Comme Sharp a pris du retard pour développer cette technologie, il a fait savoir qu’il ne recevrait pas ce second versement le 29 mars comme prévu. Une porte-parole du groupe a souligné que ceci ne lui poserait «aucun problème de liquidité» et que les deux sociétés «envisageaient désormais de repousser cette échéance au 30 juin». Ce revers fait suite à la prise de participation avortée de Hon Hai, qui avait envisagé en mars 2012 de prendre 9,9% du fabricant nippon. Ce projet est désormais largement compromis, suite à la forte chute du cours de Bourse de Sharp et à son refus d’accorder au groupe taïwanais un droit de regard sur sa gestion.

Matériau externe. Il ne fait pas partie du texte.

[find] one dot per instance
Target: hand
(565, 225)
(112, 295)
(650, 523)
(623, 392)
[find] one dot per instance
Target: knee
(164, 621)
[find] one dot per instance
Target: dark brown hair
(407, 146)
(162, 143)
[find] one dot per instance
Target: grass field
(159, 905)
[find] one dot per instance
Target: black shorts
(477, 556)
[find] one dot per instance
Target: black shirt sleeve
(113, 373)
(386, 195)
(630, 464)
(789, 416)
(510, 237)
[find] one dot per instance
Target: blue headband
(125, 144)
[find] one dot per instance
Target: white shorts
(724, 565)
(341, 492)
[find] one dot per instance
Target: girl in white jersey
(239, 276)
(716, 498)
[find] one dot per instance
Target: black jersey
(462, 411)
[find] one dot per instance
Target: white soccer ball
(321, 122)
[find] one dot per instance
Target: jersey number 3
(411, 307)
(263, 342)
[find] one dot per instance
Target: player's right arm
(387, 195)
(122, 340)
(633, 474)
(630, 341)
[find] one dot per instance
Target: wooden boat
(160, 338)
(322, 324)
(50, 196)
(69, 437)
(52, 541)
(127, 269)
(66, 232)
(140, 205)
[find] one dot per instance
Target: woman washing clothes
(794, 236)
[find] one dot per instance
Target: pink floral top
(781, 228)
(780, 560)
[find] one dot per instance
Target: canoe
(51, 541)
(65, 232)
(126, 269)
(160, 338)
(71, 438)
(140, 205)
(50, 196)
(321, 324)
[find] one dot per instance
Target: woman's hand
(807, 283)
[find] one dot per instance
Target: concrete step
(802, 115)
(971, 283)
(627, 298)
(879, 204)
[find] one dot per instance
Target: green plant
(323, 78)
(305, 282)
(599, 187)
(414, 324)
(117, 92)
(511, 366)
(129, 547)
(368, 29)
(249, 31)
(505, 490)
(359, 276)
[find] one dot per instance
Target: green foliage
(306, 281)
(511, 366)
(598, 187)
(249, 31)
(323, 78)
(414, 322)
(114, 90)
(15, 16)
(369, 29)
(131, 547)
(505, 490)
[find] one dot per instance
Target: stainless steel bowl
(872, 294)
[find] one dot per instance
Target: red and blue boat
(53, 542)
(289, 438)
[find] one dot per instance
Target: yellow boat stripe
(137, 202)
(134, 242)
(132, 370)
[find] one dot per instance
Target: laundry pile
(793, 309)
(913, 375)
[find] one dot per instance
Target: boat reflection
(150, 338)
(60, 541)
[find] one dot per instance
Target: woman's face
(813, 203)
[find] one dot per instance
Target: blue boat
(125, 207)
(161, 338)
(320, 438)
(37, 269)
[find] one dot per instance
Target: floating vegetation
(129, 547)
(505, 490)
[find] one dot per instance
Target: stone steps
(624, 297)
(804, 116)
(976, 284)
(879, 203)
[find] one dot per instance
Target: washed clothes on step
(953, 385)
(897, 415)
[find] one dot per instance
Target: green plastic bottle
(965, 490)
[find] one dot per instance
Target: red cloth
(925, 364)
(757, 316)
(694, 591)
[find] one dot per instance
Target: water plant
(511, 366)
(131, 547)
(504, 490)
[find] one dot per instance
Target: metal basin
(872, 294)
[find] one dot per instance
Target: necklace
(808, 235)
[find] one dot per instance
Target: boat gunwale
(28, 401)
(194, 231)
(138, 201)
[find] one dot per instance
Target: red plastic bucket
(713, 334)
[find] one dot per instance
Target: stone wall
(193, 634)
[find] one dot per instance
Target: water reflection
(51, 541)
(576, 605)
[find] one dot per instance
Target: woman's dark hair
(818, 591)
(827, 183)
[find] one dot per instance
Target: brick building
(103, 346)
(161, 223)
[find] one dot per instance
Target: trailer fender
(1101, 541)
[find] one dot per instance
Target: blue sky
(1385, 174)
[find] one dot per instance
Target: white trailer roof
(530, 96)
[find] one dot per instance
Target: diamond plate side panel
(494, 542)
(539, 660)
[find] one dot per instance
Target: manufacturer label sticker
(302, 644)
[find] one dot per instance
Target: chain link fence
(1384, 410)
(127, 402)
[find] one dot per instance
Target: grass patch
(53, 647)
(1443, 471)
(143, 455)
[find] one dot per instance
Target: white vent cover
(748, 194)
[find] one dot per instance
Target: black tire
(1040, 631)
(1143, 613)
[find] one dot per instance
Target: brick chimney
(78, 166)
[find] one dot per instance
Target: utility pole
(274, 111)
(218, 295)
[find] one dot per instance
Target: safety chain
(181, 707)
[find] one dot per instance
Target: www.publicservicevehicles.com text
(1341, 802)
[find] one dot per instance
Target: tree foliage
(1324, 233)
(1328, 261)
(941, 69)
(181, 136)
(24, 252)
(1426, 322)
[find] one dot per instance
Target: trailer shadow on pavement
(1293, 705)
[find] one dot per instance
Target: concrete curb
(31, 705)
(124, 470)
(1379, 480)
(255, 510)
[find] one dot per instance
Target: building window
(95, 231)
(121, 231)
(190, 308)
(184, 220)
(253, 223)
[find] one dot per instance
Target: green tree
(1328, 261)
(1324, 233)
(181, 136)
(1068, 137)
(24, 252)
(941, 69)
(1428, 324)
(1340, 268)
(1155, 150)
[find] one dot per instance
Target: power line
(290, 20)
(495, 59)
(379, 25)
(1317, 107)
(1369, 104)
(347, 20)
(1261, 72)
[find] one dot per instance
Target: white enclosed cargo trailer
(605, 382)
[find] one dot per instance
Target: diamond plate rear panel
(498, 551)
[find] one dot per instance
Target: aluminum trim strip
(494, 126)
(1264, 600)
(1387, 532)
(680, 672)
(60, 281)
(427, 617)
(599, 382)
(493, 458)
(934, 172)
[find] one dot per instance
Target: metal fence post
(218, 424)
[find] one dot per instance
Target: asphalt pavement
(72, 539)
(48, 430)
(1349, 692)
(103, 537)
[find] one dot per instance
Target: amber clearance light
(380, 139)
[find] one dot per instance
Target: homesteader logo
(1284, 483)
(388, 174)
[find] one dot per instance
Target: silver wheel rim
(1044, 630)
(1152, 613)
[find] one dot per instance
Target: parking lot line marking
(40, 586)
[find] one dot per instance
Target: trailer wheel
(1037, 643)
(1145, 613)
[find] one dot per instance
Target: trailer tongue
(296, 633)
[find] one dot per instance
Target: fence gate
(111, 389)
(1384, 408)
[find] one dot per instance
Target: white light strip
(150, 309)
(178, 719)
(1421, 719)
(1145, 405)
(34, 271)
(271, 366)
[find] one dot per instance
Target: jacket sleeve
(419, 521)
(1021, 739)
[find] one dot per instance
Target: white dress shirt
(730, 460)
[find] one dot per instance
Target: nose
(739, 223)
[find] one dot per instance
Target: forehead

Sharp devrait en revanche bénéficier de la participation de 3% que va prendre le sud-coréen Samsung pour 112 millions de dollars, en échange de la fourniture d’écrans LCD. Conclu au début de ce mois, cet accord permettra de stimuler la production du groupe nippon dans ce domaine. Celui-ci a en effet été contraint de diminuer en début d’année l’activité de son usine de Kameyama, située au centre de l’Archipel, en raison d’une baisse de la demande pour l’iPad au profit de l’iPad mini, dont il ne fournit pas les écrans.
La prise de participation de partenaires étrangers constitue en fait la seule source de financement alternatif viable pour Sharp, déjà renfloué à hauteur de 4,4 milliards de dollars par ses créanciers bancaires en octobre dernier. Avec des notes de crédit situées en catégorie spéculative («B+» pour S&P et «B-» pour Fitch, Moody’s ayant retiré sa note voici près d’un an), le groupe éprouve de grandes difficultés à emprunter sur les marchés de capitaux.